Although the amendment had only partly accepted the demands of the campaign, the enactment was an indication of some measure of success. However, the inadequacy of these measures became clear in the Suman Rani case.[In spite of the rigorous punishment brought in through the amendment in cases of custodial rape, the Supreme Court reduced the sentence to five years on grounds that the woman was of ‘questionable character’ and ‘easy virtue’ with ‘lewd’ and ‘lascivious behaviour’. The court also dismissed a review petition filed by women’s groups. The Suman Rani case was no exception; the judiciary was routinely awarding less than the minimum sentence in rape trials despite the statutory mandate laid down by the amendment. In Mohd.Habib v. State, the Delhi High Court allowed a rapist to go scot-free merely because there were no marks of injury on his penis, which the High Court presumed was indicative of consent.

·        In Mohd.Habib Vs State, the Delhi High Court allowed a rapist to go scot-free merely because there were no marks of injury on his penis- which the High Court presumed was a indication of no resistance. The most important facts such as the age of the victim (being seven years) and that she had suffered a ruptured hymen and the bite marks on her body were not considered by the High Court. Even the eye- witnesses who witnessed this ghastly act, could not sway the High Court’s judgment.   

·        In another instance of conscience stirring cases, Sakina- a poor sixteen year old girl from Kerala, who was lured to Ernakulam with the promise of finding her a good job, where she was sold and forced into prostitution. There for eighteen long months she was held captive and raped by clients. Finally she was rescued by the police- acting on a complaint filed by her neighbour.With the help of her parents and an Advocate, Sakina filed a suit in the High Court- giving the names of the upper echelons of the bureaucracy and society of Kerala.The suit was squashed by the High Court, while observing that ‘ it is improbable to believe that a man who desired sex on payment would go to a reluctant woman; and that the version of the victim was not so sacrosanct as to be taken for granted.’

·        Whereas, in State of Punjab Vs. Gurmit Singh, the Supreme Court has advised the lower judiciary, that even if the victim girl is shown to be habituated to sex, the Court should not describe her to be of loose character.

·        The Supreme Court has in the case of State of Maharashtra Vs. Madhukar N. Mardikar, held that "the unchastity of a woman does not make her open to any and every person to violate her person as and when he wishes. She is entitled to protect her person if there is an attempt to violate her person against her wish. She is equally entitled to the protection of law. Therefore merely because she is of easy virtue, her evidence cannot be thrown overboard."

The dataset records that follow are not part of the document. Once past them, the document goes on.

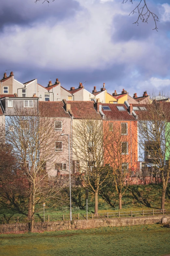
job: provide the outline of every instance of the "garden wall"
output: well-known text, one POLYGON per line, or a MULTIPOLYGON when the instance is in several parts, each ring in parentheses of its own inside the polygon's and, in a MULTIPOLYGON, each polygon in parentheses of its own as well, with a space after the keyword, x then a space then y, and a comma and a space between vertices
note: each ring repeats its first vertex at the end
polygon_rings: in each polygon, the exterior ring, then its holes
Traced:
MULTIPOLYGON (((34 231, 55 231, 74 229, 85 229, 93 228, 107 227, 154 224, 160 223, 163 215, 156 216, 116 218, 113 219, 101 219, 87 220, 78 220, 62 221, 54 221, 35 223, 34 231)), ((166 217, 167 222, 170 222, 170 214, 163 216, 166 217)), ((14 224, 2 224, 0 225, 0 233, 27 231, 29 229, 29 223, 16 223, 14 224)))

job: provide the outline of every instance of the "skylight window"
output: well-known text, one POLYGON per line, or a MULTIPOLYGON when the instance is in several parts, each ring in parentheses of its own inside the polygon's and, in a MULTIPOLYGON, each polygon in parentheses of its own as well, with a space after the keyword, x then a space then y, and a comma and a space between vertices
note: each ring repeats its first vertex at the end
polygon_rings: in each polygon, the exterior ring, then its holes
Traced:
POLYGON ((102 109, 103 110, 111 110, 108 106, 102 106, 102 109))
POLYGON ((126 110, 124 107, 123 107, 123 106, 116 106, 116 107, 120 111, 124 111, 126 110))

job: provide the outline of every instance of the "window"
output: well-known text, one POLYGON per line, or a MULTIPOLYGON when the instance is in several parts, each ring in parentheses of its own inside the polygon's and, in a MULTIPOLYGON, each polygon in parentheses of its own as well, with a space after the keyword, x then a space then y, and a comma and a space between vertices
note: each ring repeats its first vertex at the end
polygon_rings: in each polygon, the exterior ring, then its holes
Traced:
POLYGON ((13 106, 12 100, 8 100, 8 108, 12 108, 13 106))
POLYGON ((127 123, 121 123, 121 133, 122 135, 127 135, 127 123))
POLYGON ((128 163, 122 163, 121 167, 123 172, 127 171, 129 168, 128 163))
POLYGON ((139 107, 140 110, 146 110, 146 109, 145 107, 139 107))
POLYGON ((14 127, 12 125, 9 125, 9 131, 14 131, 14 127))
POLYGON ((102 106, 102 109, 103 110, 111 110, 108 106, 102 106))
POLYGON ((139 108, 138 107, 133 107, 133 110, 139 110, 139 108))
POLYGON ((54 127, 55 131, 62 131, 62 121, 55 121, 54 122, 54 127))
POLYGON ((21 120, 20 125, 22 129, 27 129, 28 127, 28 121, 27 120, 21 120))
POLYGON ((45 93, 45 101, 50 101, 50 94, 45 93))
POLYGON ((64 163, 55 163, 55 170, 60 171, 66 171, 67 168, 67 165, 64 163))
POLYGON ((63 151, 63 142, 55 142, 55 151, 63 151))
POLYGON ((109 131, 113 131, 113 123, 109 123, 109 131))
POLYGON ((120 111, 124 111, 126 110, 124 107, 123 107, 123 106, 116 106, 116 107, 120 111))
POLYGON ((25 97, 27 96, 27 89, 22 89, 22 97, 25 97))
POLYGON ((73 96, 68 96, 68 100, 73 100, 73 96))
POLYGON ((24 100, 24 108, 33 108, 33 100, 24 100))
POLYGON ((8 86, 3 86, 3 93, 8 93, 8 86))
POLYGON ((87 124, 87 130, 88 133, 92 133, 92 125, 90 122, 88 122, 87 124))
POLYGON ((128 153, 128 143, 121 143, 121 154, 122 155, 127 155, 128 153))

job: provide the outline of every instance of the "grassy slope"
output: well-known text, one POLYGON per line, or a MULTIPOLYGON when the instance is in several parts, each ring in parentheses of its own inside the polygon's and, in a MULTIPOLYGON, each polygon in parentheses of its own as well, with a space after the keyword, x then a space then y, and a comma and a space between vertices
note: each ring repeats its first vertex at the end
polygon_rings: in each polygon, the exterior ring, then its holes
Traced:
MULTIPOLYGON (((122 206, 121 211, 140 211, 158 209, 160 207, 161 186, 160 185, 148 185, 147 186, 130 186, 128 190, 122 198, 122 206)), ((72 193, 73 214, 77 214, 78 213, 86 213, 85 191, 78 188, 73 191, 72 193), (75 209, 78 206, 79 209, 75 209)), ((94 197, 90 194, 88 200, 89 213, 94 212, 94 197)), ((117 194, 112 188, 107 187, 101 191, 98 197, 99 212, 117 212, 118 210, 118 200, 117 194)), ((48 202, 46 202, 48 206, 48 202)), ((170 185, 167 190, 166 196, 165 208, 170 209, 170 185)), ((43 216, 42 209, 39 210, 37 214, 43 216)), ((46 209, 46 215, 50 215, 69 214, 69 205, 64 206, 63 209, 51 209, 50 211, 46 209), (65 208, 66 207, 66 208, 65 208)), ((0 205, 0 216, 4 217, 8 216, 21 216, 14 208, 7 209, 7 207, 0 205)), ((25 215, 24 216, 26 216, 25 215)))
POLYGON ((170 253, 170 229, 160 225, 6 234, 3 256, 162 255, 170 253))

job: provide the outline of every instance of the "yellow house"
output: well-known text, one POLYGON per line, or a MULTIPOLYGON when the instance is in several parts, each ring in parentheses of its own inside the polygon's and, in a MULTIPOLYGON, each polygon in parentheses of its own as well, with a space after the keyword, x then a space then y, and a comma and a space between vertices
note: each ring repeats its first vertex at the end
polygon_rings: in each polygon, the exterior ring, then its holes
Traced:
POLYGON ((121 94, 118 95, 116 91, 115 91, 115 93, 111 95, 107 92, 104 83, 103 87, 101 88, 100 91, 99 92, 97 92, 96 87, 94 86, 92 94, 95 96, 96 98, 100 99, 100 102, 102 103, 123 104, 125 101, 127 100, 127 94, 126 91, 123 90, 121 94))

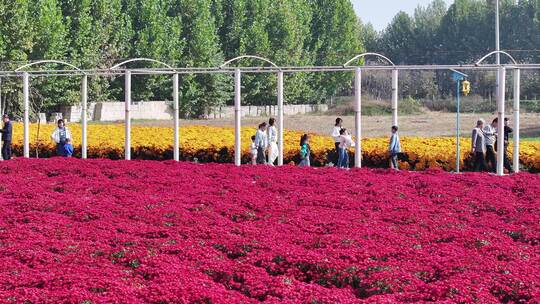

In Chairman, Railway Board Vs. Chandrima Das, a practicing Advocate of the Calcutta High Court filed a petition under Article.226 of the Constitution of India against the various railway authorities of the eastern railway claiming compensation for the victim (Smt. Hanufa Khatoon)- a Bangladesh national- who was raped at the Howrah Station, by the railway security men. The High Court awarded Rs.10 lacs as compensation. 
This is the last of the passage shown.